发布时间:2025-06-19 18:36  浏览量:1

“I slept on the streets, broke my bones, and they called me a fool… but I never stopped trying.”

When I was born, my parents didn’t know whether to laugh or cry. They nicknamed me “Chan Kong-sang”—born in Hong Kong. What they didn’t know was that my life would become a movie… and not always a comedy.

My parents were so poor, they almost sold me as a baby. At age 7, I was sent to a Chinese opera school that felt more like a prison than a classroom. There were no beds—just hard floors. Discipline came in the form of sticks.

I spent more than ten years locked away, training 19 hours a day. I learned to sing, act, and do acrobatics, but above all, I learned to endure pain. I broke my nose, fingers, ankle… once, I fell off a building and nearly died. But I never said “I can’t.” While everyone dreamed of being a star, I just wanted to survive by doing what I loved.

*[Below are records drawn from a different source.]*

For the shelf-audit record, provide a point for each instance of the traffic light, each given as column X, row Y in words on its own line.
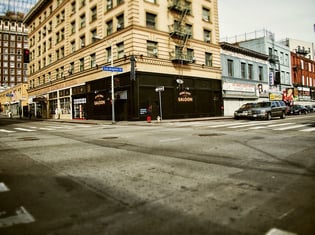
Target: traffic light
column 26, row 55
column 277, row 80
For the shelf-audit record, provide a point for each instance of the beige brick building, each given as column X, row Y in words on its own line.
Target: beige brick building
column 156, row 43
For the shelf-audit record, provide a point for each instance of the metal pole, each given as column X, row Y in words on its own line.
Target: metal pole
column 160, row 98
column 112, row 83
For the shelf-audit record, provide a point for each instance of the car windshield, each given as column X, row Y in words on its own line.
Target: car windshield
column 263, row 104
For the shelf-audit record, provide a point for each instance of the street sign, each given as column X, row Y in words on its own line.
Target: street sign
column 160, row 88
column 112, row 69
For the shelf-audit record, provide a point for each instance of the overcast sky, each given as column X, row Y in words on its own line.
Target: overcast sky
column 285, row 18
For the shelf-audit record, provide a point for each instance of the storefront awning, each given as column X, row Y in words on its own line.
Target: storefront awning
column 40, row 99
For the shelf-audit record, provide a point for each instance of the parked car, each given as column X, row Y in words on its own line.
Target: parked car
column 242, row 112
column 268, row 109
column 298, row 109
column 310, row 108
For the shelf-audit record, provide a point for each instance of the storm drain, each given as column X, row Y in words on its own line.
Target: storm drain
column 28, row 138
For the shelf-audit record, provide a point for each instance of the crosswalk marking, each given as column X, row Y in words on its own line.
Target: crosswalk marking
column 309, row 129
column 290, row 127
column 23, row 129
column 6, row 131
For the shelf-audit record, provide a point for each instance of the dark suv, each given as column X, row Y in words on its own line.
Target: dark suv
column 268, row 109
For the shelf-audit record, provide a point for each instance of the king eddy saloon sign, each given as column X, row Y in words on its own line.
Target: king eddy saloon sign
column 184, row 96
column 99, row 100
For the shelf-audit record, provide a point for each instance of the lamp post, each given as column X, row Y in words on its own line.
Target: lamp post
column 112, row 85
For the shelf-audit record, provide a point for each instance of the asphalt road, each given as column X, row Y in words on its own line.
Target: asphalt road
column 198, row 177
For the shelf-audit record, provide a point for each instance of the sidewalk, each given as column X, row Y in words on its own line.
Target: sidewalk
column 109, row 122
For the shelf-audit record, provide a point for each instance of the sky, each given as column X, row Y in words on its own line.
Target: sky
column 285, row 18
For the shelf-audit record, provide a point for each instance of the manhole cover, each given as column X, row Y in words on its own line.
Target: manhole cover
column 28, row 138
column 109, row 137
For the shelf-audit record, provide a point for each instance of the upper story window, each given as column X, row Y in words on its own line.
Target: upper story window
column 94, row 14
column 120, row 50
column 109, row 26
column 207, row 36
column 230, row 68
column 250, row 71
column 206, row 14
column 109, row 4
column 73, row 7
column 82, row 3
column 82, row 21
column 152, row 48
column 120, row 22
column 208, row 59
column 150, row 20
column 243, row 70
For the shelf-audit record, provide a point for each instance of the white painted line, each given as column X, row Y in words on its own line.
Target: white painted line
column 225, row 125
column 246, row 125
column 170, row 140
column 280, row 124
column 23, row 129
column 3, row 188
column 309, row 129
column 6, row 131
column 21, row 217
column 275, row 231
column 46, row 129
column 257, row 127
column 290, row 127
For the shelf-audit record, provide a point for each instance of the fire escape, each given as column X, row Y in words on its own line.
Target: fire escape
column 180, row 32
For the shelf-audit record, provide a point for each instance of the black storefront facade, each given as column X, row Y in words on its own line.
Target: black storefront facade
column 182, row 97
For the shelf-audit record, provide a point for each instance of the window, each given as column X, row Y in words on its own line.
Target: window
column 71, row 68
column 93, row 60
column 150, row 20
column 120, row 50
column 109, row 54
column 109, row 4
column 72, row 46
column 190, row 55
column 206, row 14
column 208, row 59
column 82, row 21
column 260, row 73
column 94, row 36
column 207, row 36
column 230, row 68
column 82, row 3
column 120, row 22
column 81, row 62
column 82, row 41
column 93, row 14
column 73, row 7
column 152, row 48
column 250, row 71
column 109, row 26
column 243, row 70
column 188, row 29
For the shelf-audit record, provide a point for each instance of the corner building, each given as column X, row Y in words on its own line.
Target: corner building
column 171, row 45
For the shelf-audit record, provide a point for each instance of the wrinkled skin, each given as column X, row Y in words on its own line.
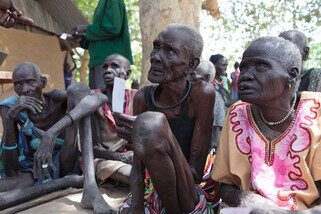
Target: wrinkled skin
column 220, row 67
column 258, row 70
column 155, row 147
column 82, row 106
column 43, row 109
column 9, row 15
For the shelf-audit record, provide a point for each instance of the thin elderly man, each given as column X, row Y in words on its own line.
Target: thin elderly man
column 269, row 155
column 9, row 15
column 97, row 128
column 171, row 134
column 205, row 71
column 25, row 119
column 311, row 79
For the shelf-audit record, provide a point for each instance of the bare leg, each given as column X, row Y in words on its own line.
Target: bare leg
column 215, row 139
column 91, row 198
column 122, row 174
column 164, row 160
column 22, row 180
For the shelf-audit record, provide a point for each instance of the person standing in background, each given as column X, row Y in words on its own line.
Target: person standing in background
column 235, row 76
column 108, row 34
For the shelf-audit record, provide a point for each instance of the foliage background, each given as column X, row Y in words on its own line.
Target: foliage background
column 241, row 21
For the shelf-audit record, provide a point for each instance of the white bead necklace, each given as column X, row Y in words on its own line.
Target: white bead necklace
column 284, row 118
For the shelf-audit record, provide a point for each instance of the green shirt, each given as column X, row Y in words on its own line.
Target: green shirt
column 108, row 34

Every fall became a chance to prove I was stronger than yesterday.

When I finally started acting, everyone said I was just a cheap Bruce Lee knockoff. They mocked me for being short, for my funny face, for mixing comedy with martial arts. But that was me. That was Jackie Chan.

I worked as a stuntman for almost nothing, risking my life while others took home the awards. Hollywood slammed the door in my face more than ten times… but I kept smiling. Because every time I fell, I’d get up with a somersault!

“If you ever fall so hard you don’t know how to keep going… remember: bones heal, but giving up leaves scars you can’t see.”